Morales now dedicates his career to Pulse survivors and families of those who died, many of whom were Latinos. He helps lead the LGBT+ Center, a nonprofit that operates a support center specifically for people affected by the Pulse massacre.
He among other queer Latino residents of Orlando are now the faces of LGBTQ advocacy groups, serve as elected officials, and call attention to the needs of LGBTQ Latinos with platforms they were not afforded before the mass shooting at Pulse. LGBTQ Latino leaders said in an interview that Orlando fundamentally changed after that night at Pulse.

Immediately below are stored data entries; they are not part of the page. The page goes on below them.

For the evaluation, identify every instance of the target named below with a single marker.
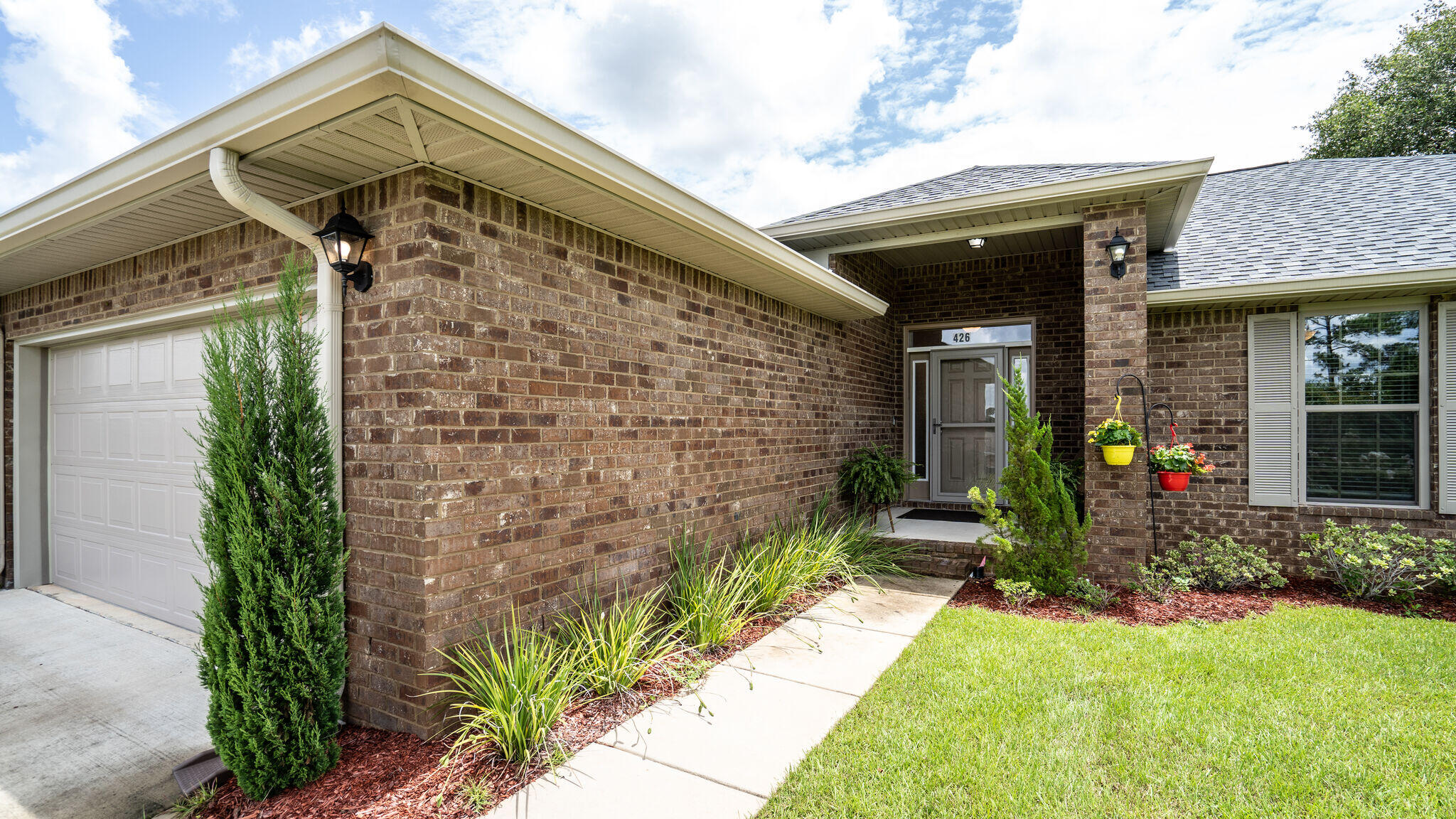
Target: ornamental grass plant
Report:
(612, 645)
(710, 601)
(505, 692)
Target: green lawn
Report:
(1320, 712)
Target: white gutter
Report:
(1432, 280)
(329, 296)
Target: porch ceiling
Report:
(369, 108)
(1004, 245)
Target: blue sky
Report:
(764, 107)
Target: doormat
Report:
(948, 515)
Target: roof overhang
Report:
(1169, 191)
(372, 107)
(1423, 282)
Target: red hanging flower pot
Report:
(1174, 481)
(1177, 462)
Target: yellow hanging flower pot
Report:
(1118, 455)
(1117, 437)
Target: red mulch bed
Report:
(1209, 606)
(398, 776)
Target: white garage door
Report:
(123, 499)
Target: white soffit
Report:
(1168, 190)
(369, 108)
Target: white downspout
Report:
(328, 295)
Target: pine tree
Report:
(273, 652)
(1042, 540)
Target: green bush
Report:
(1365, 563)
(710, 601)
(508, 695)
(1161, 580)
(1018, 594)
(611, 646)
(874, 477)
(1096, 596)
(1224, 564)
(273, 652)
(1043, 538)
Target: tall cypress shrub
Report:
(273, 651)
(1040, 538)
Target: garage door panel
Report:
(122, 503)
(66, 560)
(94, 499)
(91, 434)
(91, 372)
(152, 366)
(188, 505)
(119, 433)
(124, 508)
(154, 513)
(119, 376)
(154, 579)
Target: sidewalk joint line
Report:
(750, 669)
(682, 770)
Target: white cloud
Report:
(705, 94)
(252, 65)
(761, 107)
(72, 91)
(179, 8)
(1231, 79)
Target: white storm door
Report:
(124, 506)
(965, 423)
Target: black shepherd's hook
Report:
(1147, 441)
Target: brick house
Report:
(564, 358)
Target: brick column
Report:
(1115, 336)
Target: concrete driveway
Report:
(95, 712)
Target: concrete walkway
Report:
(95, 709)
(721, 752)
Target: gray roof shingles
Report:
(1317, 218)
(979, 180)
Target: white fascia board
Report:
(1327, 286)
(1187, 196)
(380, 63)
(958, 235)
(1107, 184)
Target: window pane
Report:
(972, 336)
(1360, 456)
(921, 433)
(1363, 359)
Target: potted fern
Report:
(875, 477)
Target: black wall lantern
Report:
(344, 241)
(1117, 248)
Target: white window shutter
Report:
(1446, 405)
(1275, 348)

However, to make positive changes for LGBTQ Latinos permanent, those community leaders must continually justify their work to the state and federal government to receive funding or else they risk a decline in progress. In an interview Morales said that multiple organizations were born out the tragedy at Pulse, such as QLatinx, an advocacy organization that began as a support group for LGBTQ Latinos to gather a safe space outside of nightclubs, and the LGBT+ Center’s Orlando United Assistance Center (OUAC). The center provides care for the victims such as case managers, who share many of the same lived experiences as their clients. It connects clients to medical and mental health care, legal services, housing and more, and provide comfort and a friendly ear to those who need it.
Orlando has taken steps to improve safety for LGBTQ residents, such as establishing liaisons within city government and designating businesses as ‘safe places’, where queer victims of crimes can go to get help without fear of discrimination.
The healing in Orlando is not done and Morales and his fellow advocates have no plans to stop their work, either, as draining as it is, until they create a home for queer Latinos like the one they found at Pulse, one where individuality was celebrated and love reigned.